CSS Levels
In 2011 the W3C CSS Working Group published CSS 2.1 as a W3C Recommendation, but when they moved onto CSS 3 a decision was made to divide the spec into smaller modules, instead of maintaining one single specification.
Due to the ever-growing number of features in CSS, working on a single specification to cover all features has become impractical. Waiting for all features to be ready in order to declare CSS 3 finished would have resulted in a massive delay, and possibly never reach release candidate status.
Modules
Beyond level 2 they decided to adopt a modular approach, splitting all features into level 3 modules which were based on the CSS 2.1 specification, with amendments and extra functionality.
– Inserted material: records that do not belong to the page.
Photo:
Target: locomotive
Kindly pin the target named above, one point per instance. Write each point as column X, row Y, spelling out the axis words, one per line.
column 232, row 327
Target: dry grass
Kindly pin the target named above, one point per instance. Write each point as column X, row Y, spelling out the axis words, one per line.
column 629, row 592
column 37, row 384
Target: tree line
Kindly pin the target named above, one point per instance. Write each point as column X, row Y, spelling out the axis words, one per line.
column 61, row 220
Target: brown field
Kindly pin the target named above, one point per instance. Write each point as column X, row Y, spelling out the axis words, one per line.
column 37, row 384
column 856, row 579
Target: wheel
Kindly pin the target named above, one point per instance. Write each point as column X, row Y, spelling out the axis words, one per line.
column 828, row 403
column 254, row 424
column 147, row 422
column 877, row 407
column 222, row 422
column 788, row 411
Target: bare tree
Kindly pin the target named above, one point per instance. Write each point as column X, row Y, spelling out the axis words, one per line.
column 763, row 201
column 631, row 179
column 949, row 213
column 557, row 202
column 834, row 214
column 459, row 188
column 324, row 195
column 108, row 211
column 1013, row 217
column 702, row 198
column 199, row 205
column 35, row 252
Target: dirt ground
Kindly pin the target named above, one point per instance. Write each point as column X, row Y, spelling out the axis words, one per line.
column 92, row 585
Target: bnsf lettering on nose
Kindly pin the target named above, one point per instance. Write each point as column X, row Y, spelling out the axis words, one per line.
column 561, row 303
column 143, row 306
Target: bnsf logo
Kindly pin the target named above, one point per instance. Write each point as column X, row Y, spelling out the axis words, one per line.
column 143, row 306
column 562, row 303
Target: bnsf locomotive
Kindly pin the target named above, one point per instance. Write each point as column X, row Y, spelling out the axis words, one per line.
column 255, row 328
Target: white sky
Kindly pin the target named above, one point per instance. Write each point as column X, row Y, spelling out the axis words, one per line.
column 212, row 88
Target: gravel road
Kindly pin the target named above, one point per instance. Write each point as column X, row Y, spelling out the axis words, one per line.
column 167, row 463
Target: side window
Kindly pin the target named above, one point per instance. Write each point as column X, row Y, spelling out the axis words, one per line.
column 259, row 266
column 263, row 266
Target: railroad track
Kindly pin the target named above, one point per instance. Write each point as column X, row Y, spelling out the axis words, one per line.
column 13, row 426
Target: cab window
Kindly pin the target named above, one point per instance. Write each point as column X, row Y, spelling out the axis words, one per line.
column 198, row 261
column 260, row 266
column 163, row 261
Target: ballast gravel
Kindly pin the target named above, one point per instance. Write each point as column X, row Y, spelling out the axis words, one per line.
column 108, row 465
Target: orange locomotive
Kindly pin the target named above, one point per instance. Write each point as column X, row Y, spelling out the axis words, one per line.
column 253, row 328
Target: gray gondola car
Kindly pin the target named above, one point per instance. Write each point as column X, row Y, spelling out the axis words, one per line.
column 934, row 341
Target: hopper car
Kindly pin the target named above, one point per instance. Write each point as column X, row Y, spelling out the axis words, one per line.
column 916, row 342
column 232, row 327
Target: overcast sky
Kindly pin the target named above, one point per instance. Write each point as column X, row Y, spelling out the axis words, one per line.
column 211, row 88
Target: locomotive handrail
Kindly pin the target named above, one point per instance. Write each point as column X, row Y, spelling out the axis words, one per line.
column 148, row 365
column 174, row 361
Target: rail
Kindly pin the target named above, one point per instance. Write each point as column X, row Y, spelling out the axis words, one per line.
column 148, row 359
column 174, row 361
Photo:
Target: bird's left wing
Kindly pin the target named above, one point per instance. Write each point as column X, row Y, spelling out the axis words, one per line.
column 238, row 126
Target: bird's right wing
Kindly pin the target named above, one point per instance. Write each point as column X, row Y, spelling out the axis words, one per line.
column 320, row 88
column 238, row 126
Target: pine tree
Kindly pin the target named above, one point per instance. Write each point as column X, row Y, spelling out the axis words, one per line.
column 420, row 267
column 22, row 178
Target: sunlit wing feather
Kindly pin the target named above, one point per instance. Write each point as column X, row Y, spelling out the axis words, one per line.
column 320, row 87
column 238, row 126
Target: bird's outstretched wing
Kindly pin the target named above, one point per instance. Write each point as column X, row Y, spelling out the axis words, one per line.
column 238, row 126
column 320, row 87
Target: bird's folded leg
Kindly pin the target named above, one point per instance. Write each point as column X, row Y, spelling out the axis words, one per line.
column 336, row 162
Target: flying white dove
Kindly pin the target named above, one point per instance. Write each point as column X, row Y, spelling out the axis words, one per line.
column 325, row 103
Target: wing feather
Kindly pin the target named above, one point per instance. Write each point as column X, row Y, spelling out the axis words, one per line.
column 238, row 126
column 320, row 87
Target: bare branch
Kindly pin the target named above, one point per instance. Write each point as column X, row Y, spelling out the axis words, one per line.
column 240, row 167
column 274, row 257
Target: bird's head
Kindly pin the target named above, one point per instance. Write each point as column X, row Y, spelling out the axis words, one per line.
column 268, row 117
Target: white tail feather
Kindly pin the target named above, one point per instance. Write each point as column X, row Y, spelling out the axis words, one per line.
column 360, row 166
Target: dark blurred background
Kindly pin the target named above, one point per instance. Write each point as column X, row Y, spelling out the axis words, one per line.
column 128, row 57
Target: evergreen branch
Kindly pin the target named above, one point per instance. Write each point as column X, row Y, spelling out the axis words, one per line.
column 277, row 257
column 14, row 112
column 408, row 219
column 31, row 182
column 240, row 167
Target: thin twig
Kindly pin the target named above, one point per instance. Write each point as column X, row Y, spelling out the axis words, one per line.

Now each module has its own level, and new releases are independent of each other. As these modules build on the CSS 2.1 specification, any new features that weren’t of the CSS 2.1 spec, such as Flexbox, start as Level 1 specifications.
CSS Level 3,4 and onwards
As each feature has been split into modules we no longer have a simple CSS level 3 including all the latest features, instead, we have the CSS2.1 with all the latest mature modules, including new features, layered on top. This is what is considered as the CSS 3 release, however when features such as Flexbox at level 1 are added this makes the CSS 3 description rather confusing, and inaccurate. We won’t ever get a CSS 4 release, though we will get level 4 of single modules as work continues on them.
CSS Snapshots and current status
To get a view of the current state of CSS features, the CSS Working Group produces a Snapshot which defines the current scope and state of stable CSS. The last snapshot was produced in
2017.
You can view the current levels of the CSS modules along with the level they are currently at the CSS current work page.